Last year, around this time, my husband and I were on a little getaway together in Park City. We love to do that occasionally, just to spend some time alone together and celebrate life a little.
There is a fun outlet mall up there, and though my husband HATES shopping, he now insists that we stop by for a bit because he knows I love it.
Well, I love sunglasses. I have tons of them, but they are mostly the cheap ones you can pick up for $20 at Target.
Anyway, I had been thinking about finding a nice pair, so we went to a sunglasses store to look around. My face is a little hard to fit, so I tried on a several, but I finally found some that I loved.
My husband was so excited to whip out his credit card and buy them for me.
Now, maybe this doesn’t seem like a big deal to you, but remember, my husband HATES to shop. But even more than hating shopping, he really doesn’t like spending money.

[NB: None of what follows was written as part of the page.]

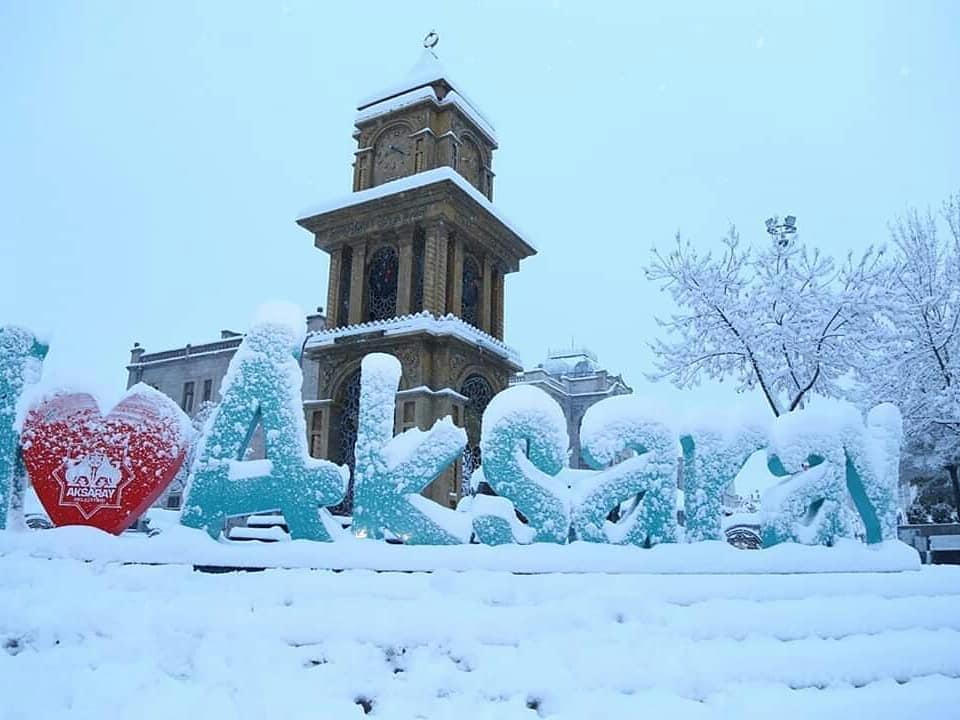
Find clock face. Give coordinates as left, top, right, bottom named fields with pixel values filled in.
left=373, top=127, right=413, bottom=184
left=460, top=139, right=482, bottom=188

This gift was such an act of love. And EVERY SINGLE TIME I put them on, I feel so much love and appreciation for him.
Recently, he has really stepped up his game in our yard. While I’ve been working a lot, he’s done the spring clean-up, put in new bark, trimmed the trees and groomed the lawn.
And he did it all for me!
He also just remodeled one of our bathrooms. It looks so beautiful! He spent hours and hours because he is a craftsman. He takes his time to do quality work and the result is so lovely!
Yep. He did that for me too!
You’re right. I am the luckiest!
My husband is low maintenance. He never asks for anything.
He’s the type to really get good use out of his clothing, cars, etc..
I know he doesn’t like to spend money, so I am always listening for him to mention something he would enjoy, so that I can surprise him with it. Because if it’s a gift, and he doesn’t actually have to part with the money himself, it seems easier for him to accept it and enjoy it.
So, when I noticed him admiring the 75” TV’s at Costco for the hundredth time, I decided that even though I can’t see the difference between that one, and the 65” one currently hanging on our wall, -because he could, and I knew he would enjoy it, I decided to get it for him.
Tell you what, it sure was fun having my boys help me bring their truck and haul it home to surprise him.
I hope that every time he turns it on, he feels my love.
Now, I’m not sharing any of this to brag about how perfect my life is. Trust me, it’s not.
But I wanted to give you an example of how something we often fight about, can be flipped to create more joy.
When we fight or argue about who does more, or who gets more, we are operating from a space of scarcity. We aren’t noticing and appreciating and allowing ourselves to feel the deliciousness of abundance!
Is my husband doing all of these things just for me? Maybe not, but I don’t care, that’s the story I’m going with because it makes me feel incredible.
When I choose to notice and view his actions as gifts to me, I feel so loved, and I want to be generous with him.
Sometimes when our spouse expresses a desire for something, we choose to form a judgment about them. “She’s frivolous. He’s selfish. That’s not a wise choice.”
Are expensive sunglasses a wise choice? Probably not. But I wanted them, and he wanted me to be happy, so he wanted them too.
Is a bigger TV a wise choice? Perhaps not, but if I can do anything to show my gratitude and love to my guy, I’M IN! Sign me up!
Let ME be the one to give it to him please!
I love to be the one who brings a smile to his face.
I love this giving game.
It feels so much better than the anger and resentment match.
Whenever he turns that TV on, I smile a little inside, knowing that I brought this enjoyment to him.
Next time you feel yourself being angry or resentful over an issue like this, think ahead to the end of your life. Imagine yourself, happy and well. See yourself looking back on this situation.
How are you glad that you responded?
If you ask this question, you’ll know what to do.